In February 2014, a video confirms that Deso Dogg, aka Abu Talha al- Almani, survived his wounds, received in November 2013 after an airstrike in northern Syria. Denis Cuspert, his real name, was born in 1975 in Berlin, had abandoned the rap in 2010 to convert to an Islamic preacher. In late 2011, he befriended Mohamed Mahmoud, alias Abu Usama al- Gharib, an Egyptian-born Austrian. The latter, sentenced to prison in 2008, runs a platform for jihadist propaganda. He left Austria to Berlin after his release from prison in September 2011. With Cuspert he goes to the Land of North Rhine-Westphalia where they founded a Salafist association, Millatu Ibrahim.

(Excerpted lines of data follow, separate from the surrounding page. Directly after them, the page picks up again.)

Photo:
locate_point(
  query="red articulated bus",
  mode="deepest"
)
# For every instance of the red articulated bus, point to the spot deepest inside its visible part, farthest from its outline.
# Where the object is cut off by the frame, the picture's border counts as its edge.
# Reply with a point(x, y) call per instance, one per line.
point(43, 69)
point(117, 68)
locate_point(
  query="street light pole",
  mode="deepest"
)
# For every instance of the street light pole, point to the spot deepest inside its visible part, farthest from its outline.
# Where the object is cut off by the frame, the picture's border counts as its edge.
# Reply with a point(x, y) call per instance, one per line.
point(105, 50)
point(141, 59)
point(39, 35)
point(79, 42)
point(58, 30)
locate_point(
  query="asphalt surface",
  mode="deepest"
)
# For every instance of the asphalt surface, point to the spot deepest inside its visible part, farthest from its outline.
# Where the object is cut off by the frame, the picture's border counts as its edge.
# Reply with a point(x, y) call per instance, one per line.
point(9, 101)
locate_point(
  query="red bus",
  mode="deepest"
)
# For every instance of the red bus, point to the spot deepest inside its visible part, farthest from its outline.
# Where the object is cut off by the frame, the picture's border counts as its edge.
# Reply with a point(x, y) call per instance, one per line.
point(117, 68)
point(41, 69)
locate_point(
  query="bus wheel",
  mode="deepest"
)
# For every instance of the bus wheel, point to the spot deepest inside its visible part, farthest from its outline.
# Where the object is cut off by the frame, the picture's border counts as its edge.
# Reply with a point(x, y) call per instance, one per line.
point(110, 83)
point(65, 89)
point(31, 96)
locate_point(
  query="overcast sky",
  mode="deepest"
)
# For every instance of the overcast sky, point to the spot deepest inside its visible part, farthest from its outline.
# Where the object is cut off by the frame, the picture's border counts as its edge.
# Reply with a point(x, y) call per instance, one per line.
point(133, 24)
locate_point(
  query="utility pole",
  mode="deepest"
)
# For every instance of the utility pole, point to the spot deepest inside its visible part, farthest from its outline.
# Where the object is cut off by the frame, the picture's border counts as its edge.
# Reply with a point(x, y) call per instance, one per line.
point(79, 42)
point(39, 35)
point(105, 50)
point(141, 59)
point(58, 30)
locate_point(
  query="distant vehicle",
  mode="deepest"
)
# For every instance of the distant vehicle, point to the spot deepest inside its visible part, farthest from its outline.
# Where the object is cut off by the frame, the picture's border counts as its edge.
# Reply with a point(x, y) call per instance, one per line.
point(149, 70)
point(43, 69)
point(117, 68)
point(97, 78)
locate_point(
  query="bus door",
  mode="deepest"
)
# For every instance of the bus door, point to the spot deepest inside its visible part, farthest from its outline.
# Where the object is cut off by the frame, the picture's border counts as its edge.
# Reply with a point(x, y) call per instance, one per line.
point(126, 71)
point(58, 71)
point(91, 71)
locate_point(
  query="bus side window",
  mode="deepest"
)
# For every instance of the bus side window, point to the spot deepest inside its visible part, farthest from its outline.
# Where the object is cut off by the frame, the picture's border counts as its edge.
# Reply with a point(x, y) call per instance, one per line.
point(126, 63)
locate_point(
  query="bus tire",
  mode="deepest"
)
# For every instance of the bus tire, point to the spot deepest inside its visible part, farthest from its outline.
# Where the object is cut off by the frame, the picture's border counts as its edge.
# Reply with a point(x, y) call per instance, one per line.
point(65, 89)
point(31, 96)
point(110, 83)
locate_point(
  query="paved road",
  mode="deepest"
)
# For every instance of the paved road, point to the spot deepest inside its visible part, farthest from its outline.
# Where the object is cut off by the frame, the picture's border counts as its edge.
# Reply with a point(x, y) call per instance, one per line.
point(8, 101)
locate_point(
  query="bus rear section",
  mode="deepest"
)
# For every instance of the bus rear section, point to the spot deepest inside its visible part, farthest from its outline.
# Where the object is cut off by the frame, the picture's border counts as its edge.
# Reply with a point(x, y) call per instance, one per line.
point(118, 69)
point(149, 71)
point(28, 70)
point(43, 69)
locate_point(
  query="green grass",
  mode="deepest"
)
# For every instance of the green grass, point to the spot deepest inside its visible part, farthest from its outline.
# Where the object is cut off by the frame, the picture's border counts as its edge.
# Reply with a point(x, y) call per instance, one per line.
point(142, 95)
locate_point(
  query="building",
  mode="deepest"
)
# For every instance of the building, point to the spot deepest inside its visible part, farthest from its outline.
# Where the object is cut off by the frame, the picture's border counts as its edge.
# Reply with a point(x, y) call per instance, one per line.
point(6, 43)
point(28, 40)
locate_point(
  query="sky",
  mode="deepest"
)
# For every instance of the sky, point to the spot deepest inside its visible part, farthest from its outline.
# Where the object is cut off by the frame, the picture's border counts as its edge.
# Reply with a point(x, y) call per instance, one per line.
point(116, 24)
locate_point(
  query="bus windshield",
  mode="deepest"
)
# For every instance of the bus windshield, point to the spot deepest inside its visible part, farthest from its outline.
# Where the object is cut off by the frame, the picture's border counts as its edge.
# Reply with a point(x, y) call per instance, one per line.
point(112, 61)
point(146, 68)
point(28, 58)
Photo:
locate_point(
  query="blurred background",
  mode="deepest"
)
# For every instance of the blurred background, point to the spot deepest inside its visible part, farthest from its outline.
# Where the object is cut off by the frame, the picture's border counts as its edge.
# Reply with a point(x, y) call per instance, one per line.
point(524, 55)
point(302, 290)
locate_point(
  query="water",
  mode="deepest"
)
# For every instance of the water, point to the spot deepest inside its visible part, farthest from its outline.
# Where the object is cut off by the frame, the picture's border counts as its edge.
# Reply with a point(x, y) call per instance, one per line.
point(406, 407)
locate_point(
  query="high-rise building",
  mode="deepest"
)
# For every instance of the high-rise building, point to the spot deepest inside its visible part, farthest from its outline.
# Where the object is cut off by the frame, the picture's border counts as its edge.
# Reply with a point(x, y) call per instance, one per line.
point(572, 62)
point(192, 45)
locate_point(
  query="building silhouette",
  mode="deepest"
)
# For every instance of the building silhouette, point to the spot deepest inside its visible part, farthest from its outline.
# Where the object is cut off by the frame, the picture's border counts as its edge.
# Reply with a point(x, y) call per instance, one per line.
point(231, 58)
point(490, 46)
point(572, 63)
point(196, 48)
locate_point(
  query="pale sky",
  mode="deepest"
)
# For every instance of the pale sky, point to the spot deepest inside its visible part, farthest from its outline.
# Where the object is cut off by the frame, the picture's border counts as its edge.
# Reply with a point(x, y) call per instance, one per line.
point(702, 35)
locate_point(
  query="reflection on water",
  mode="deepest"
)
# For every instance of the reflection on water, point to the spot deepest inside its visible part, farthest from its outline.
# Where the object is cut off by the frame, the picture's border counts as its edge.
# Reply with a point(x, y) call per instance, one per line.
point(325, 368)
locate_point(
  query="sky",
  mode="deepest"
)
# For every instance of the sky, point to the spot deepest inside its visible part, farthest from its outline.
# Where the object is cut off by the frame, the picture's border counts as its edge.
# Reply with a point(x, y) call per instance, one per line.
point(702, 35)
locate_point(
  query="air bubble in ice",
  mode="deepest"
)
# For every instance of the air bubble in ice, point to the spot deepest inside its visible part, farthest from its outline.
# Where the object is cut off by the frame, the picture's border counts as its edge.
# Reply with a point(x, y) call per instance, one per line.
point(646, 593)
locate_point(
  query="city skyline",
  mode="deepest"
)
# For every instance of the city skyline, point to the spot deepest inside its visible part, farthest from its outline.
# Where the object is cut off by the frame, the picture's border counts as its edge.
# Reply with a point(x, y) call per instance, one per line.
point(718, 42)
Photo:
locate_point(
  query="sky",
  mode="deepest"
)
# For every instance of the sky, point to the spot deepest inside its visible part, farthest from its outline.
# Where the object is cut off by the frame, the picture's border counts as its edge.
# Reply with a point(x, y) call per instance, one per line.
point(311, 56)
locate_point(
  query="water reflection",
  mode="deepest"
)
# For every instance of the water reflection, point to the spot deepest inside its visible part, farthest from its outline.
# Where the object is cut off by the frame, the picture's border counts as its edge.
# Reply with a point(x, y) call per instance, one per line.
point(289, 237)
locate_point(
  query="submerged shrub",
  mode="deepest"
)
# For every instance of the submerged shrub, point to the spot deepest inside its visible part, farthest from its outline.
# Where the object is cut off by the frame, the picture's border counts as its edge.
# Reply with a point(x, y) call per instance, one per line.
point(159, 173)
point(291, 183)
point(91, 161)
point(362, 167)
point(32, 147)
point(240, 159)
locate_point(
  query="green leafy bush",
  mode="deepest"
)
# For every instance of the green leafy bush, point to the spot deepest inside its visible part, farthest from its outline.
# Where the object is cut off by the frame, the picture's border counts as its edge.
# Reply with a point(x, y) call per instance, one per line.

In June 2012, the German authorities banned the association after clashes between Salafists and police in Bonn, which wounded two policemen. Cuspert, who takes then the nom de guerre of Abu Talha al-Almani, left Germany. He goes to Syria in summer 2013, but in its propaganda videos, like that of November 201 , he does not preach a return to Germany in order to extend the jihad ; its purpose is to encourage Germans to come and fight in Syria. In February 2014, we see him distribute winter clothing to children in rebel-controlled areas ; donations come from Germany and clothing were provided by al-Nosra. German authorities then consider that at least 270 people are involved, since 2011 , in the Syrian jihad4.

Deso Dog en Syrie.-Source :

According to the German authorities, volunteers receive significant financial support from the Muslim community. Thousands of euros are collected by donation. A training camp for German volunteers was established in northern Syria, and welcomes the Germans who come mainly from the Land of North Rhine-Westphalia (where a third of the German Muslim community lives). Others come from Hesse, Berlin, Bavaria and Hamburg. An information center was even built on site to broadcast propaganda for the jihad in Germany5. Volunteers would be recruited by the sermons of radical imams and solicitation by Internet6.

Some evidence suggests that the Germans fight together in Syria in some formations. Philip Berger, a convert, and Mustafa K., come from Lohberg, a district of the city of Dinslaken, in western Germany. No less than seven young people in this neighborhood have left to do jihad in Syria, where they formed the "Lohberg Brigade"7. On 22 April 2014, Deso Dogg is killed after a double suicide-attack of al-Nosra against ISIS in eastern Syria8.
1Benjamin Weinthal, « The German jihadists' colony in Syria », The Long War Journal, 19 décembre 2013.
4 John Rosenthal, « German rapper, now jihadist still alive in Syria », Al-Monitor, 21 février 2014.
5 Fin juillet 2013, le site Shamcenter est lancé en 5 langues différentes, dont l'allemand :
6 Foreign fighters from Western countries in the ranks of the rebel organizations affiliated with Al-Qaeda and the global jihad in Syria, Meir Amit Intelligence and Terrorism Information Center, 3 février 2014.